Quibbling Over Semicolons

In a comment to my last entry Dan Shappir said:

In C/C++/Java/C# statements must end with a semicolon. JavaScript OTOH allows the use of a newline as a statement separator. Presumably this was done so that it would be easier to use for scripters. Personally, I hate the ambiguities it generates.

I'm with you Dan -- I find it irritating as well.  But we're stuck with it now.

Let me clarify a bit what is actually going on here. Thinking that a newline is a legal statement separator in JScript is actually not the best way to think about this language feature. A better way to think about it is that JScript requires some statements to end in a semicolon but the parser will automatically insert missing semicolons. The net result of both statements is the same, but I find it easier to think about semicolons as required and the compiler as automatically fixing some mistakes.

First off, what statements require semicolons? All the following require a semicolon:

  • an empty statement - a single semicolon is a legal statement
  • a var declaration
  • an expression evaluation statement
  • a do-while loop
  • a continue statement
  • a break statement
  • a return statement
  • a throw statement

The automatic semicolon inserter scans the program looking for places that semicolons are required but missing. It automatically inserts the semicolon provided that these three conditions are met:

  • The missing semicolon goes before a newline, a right-curly-brace, or the end of the program.
  • Adding a missing semicolon does not create an empty statement.
  • Adding a missing semicolon does not screw up the arguments to the "for" loop. (See the spec for the exact details.)

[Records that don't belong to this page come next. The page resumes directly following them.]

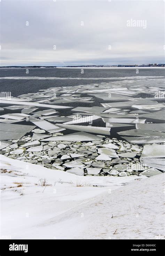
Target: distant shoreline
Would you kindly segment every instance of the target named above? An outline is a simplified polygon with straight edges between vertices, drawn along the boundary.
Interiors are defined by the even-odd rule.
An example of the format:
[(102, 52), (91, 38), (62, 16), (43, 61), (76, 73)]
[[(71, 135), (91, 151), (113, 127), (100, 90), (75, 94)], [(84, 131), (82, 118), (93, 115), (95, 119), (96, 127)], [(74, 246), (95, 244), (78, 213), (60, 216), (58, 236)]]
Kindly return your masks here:
[(31, 66), (22, 66), (22, 67), (0, 67), (1, 69), (164, 69), (165, 67), (31, 67)]

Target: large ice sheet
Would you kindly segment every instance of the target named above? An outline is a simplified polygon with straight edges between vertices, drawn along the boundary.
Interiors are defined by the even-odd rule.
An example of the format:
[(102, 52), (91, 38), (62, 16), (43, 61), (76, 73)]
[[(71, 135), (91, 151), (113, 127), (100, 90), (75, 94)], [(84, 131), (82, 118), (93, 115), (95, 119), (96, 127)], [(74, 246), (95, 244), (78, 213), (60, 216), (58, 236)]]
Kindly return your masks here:
[(0, 131), (0, 140), (20, 139), (27, 133), (26, 131)]
[(139, 123), (136, 124), (136, 129), (165, 132), (165, 123)]
[(164, 143), (165, 142), (164, 137), (129, 137), (123, 136), (121, 137), (125, 141), (129, 141), (133, 144), (150, 144), (152, 143)]
[(66, 122), (64, 123), (65, 125), (70, 125), (73, 123), (86, 123), (87, 122), (90, 122), (93, 120), (96, 120), (96, 119), (101, 118), (100, 116), (97, 115), (92, 115), (89, 116), (85, 116), (82, 118), (79, 118), (79, 116), (75, 115), (74, 118), (69, 122)]
[(144, 146), (141, 158), (165, 157), (165, 145), (147, 145)]
[[(104, 111), (106, 109), (106, 108), (103, 107), (78, 107), (77, 108), (73, 108), (72, 109), (73, 111), (82, 111), (82, 112), (86, 112), (87, 113), (102, 113), (103, 111)], [(107, 108), (108, 109), (108, 108)]]
[(160, 131), (155, 131), (147, 130), (133, 129), (128, 130), (126, 131), (123, 131), (117, 133), (120, 135), (127, 135), (129, 136), (134, 135), (142, 137), (163, 137), (165, 136), (165, 133)]
[(113, 107), (113, 108), (125, 108), (127, 107), (131, 106), (134, 104), (135, 104), (136, 103), (139, 104), (140, 102), (141, 104), (157, 104), (157, 102), (156, 101), (153, 101), (151, 100), (146, 100), (144, 99), (138, 99), (136, 100), (134, 99), (134, 100), (130, 100), (129, 101), (122, 101), (121, 102), (116, 102), (115, 103), (101, 103), (104, 107)]
[[(102, 118), (103, 121), (105, 122), (106, 120), (106, 118)], [(107, 119), (109, 119), (108, 118)], [(130, 127), (131, 126), (133, 126), (134, 125), (130, 125), (129, 124), (125, 124), (124, 123), (106, 123), (106, 127), (109, 127), (111, 128), (115, 128), (118, 127)]]
[(21, 121), (21, 120), (14, 120), (13, 119), (3, 119), (0, 118), (0, 123), (13, 123)]
[(70, 130), (74, 130), (76, 131), (87, 131), (100, 134), (110, 135), (110, 128), (91, 126), (90, 126), (75, 125), (60, 125), (57, 124), (57, 125), (60, 127), (70, 129)]
[[(12, 99), (13, 99), (12, 98)], [(19, 99), (19, 100), (20, 100)], [(56, 109), (62, 109), (62, 108), (71, 108), (71, 107), (66, 107), (66, 106), (58, 106), (57, 105), (47, 105), (46, 104), (40, 104), (36, 102), (33, 102), (33, 106), (34, 107), (41, 107), (44, 108), (56, 108)], [(3, 103), (3, 104), (16, 104), (18, 105), (21, 105), (22, 104), (22, 102), (19, 102), (18, 99), (16, 99), (15, 101), (14, 100), (3, 100), (0, 99), (0, 103)], [(24, 104), (26, 106), (31, 106), (32, 105), (31, 102), (28, 102), (28, 101), (24, 101)]]
[(36, 127), (33, 125), (13, 125), (11, 123), (1, 123), (0, 131), (7, 131), (25, 132), (30, 133)]
[(24, 118), (26, 118), (29, 116), (29, 115), (27, 115), (26, 114), (6, 114), (5, 115), (0, 115), (0, 118), (9, 118), (15, 120), (22, 120)]
[[(108, 118), (104, 120), (108, 123), (144, 123), (146, 119), (140, 119), (139, 118)], [(104, 121), (104, 120), (103, 120)], [(105, 121), (105, 122), (107, 122)]]
[(60, 128), (58, 126), (49, 123), (46, 120), (38, 120), (30, 121), (41, 129), (44, 129), (50, 133), (57, 133), (65, 129), (63, 128)]
[(0, 141), (0, 149), (3, 149), (3, 148), (6, 148), (10, 145), (13, 144), (13, 142), (11, 141)]
[[(26, 106), (27, 107), (27, 106)], [(23, 114), (29, 114), (31, 113), (33, 111), (34, 111), (35, 110), (38, 109), (38, 108), (24, 108), (21, 111), (21, 113)]]
[(142, 116), (143, 118), (148, 118), (151, 119), (165, 120), (165, 110), (140, 115), (140, 117)]
[(140, 158), (143, 164), (165, 171), (165, 159), (163, 158)]
[[(109, 91), (110, 90), (109, 90)], [(102, 99), (104, 100), (118, 101), (119, 100), (128, 100), (131, 99), (132, 98), (131, 97), (129, 97), (126, 95), (122, 95), (118, 93), (114, 93), (111, 92), (110, 91), (109, 93), (93, 93), (92, 94), (89, 93), (88, 94), (91, 96), (93, 95), (93, 96), (96, 98)]]
[(5, 107), (4, 108), (7, 108), (9, 109), (11, 109), (11, 110), (15, 110), (16, 109), (21, 109), (22, 108), (26, 108), (28, 107), (32, 108), (33, 106), (30, 106), (29, 107), (25, 105), (22, 106), (17, 106), (17, 105), (14, 106), (10, 106), (9, 107)]
[(133, 105), (133, 108), (138, 108), (139, 109), (154, 109), (157, 108), (165, 108), (165, 106), (162, 104), (157, 104), (150, 105)]
[(55, 113), (57, 113), (57, 112), (56, 111), (55, 109), (49, 109), (41, 110), (40, 111), (35, 112), (34, 114), (40, 114), (41, 115), (52, 115), (55, 114)]
[(71, 133), (63, 136), (51, 137), (42, 140), (42, 141), (99, 141), (102, 140), (102, 137), (93, 135), (83, 131)]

This leads to a few bizarre situations, because programs like these are now hard to parse:

a
++
b

Is that a++; b; or a; ++b; ?

To disambiguate this, JScript restricts where newlines can go. You can't put a newline in the middle of a ++, --, return, throw, break or continue. (Recall that JScript supports labelled break and continue.)

For example, the automatic semicolon inserter turns this:

return
a++

into

return;
a++;

Which means that

if (b) return
M()

means

if (b) return;
M();

and not

if (b) return M();

Which is great, unless of course the latter is what you wanted.

Auto semi insertion can bite you in many ways. Consider for example:

Number.prototype.blah = function(){ /* whatever */ }
var d = 1, e = 2
var a = d * e
(d + e).blah()

Auto semicolon insertion turns that into

Number.prototype.blah = function(){ /* whatever */ };
var d = 1, e = 2;
var a = d * e // no semi!
(d + e).blah();

because of course var a = d * e(d + e).blah(); is perfectly legal.  Nonsensical at runtime but syntactically legal.

Dan brings up another interesting case in the comments to this post; what about {foo:bar()} ? Is this a statement that consists of just an anonymous object expression with a single member foo equal to the value returned by bar(), so {foo:bar()};? Or is this a code block with a labeled call to bar(), so {foo:bar();}?

It is the latter; the specification already makes it illegal to have a statement which consists of a single expression that begins with a left curly, because obviously allowind that would make it difficult to disambiguate between a block of statements and an anonymous object. The automatic semicolon inserter never even considers the possibility that this might be an illegal program that is also missing semicolons.

My advice is to use semicolons rather than relying upon the crazy rules for the auto semi inserter.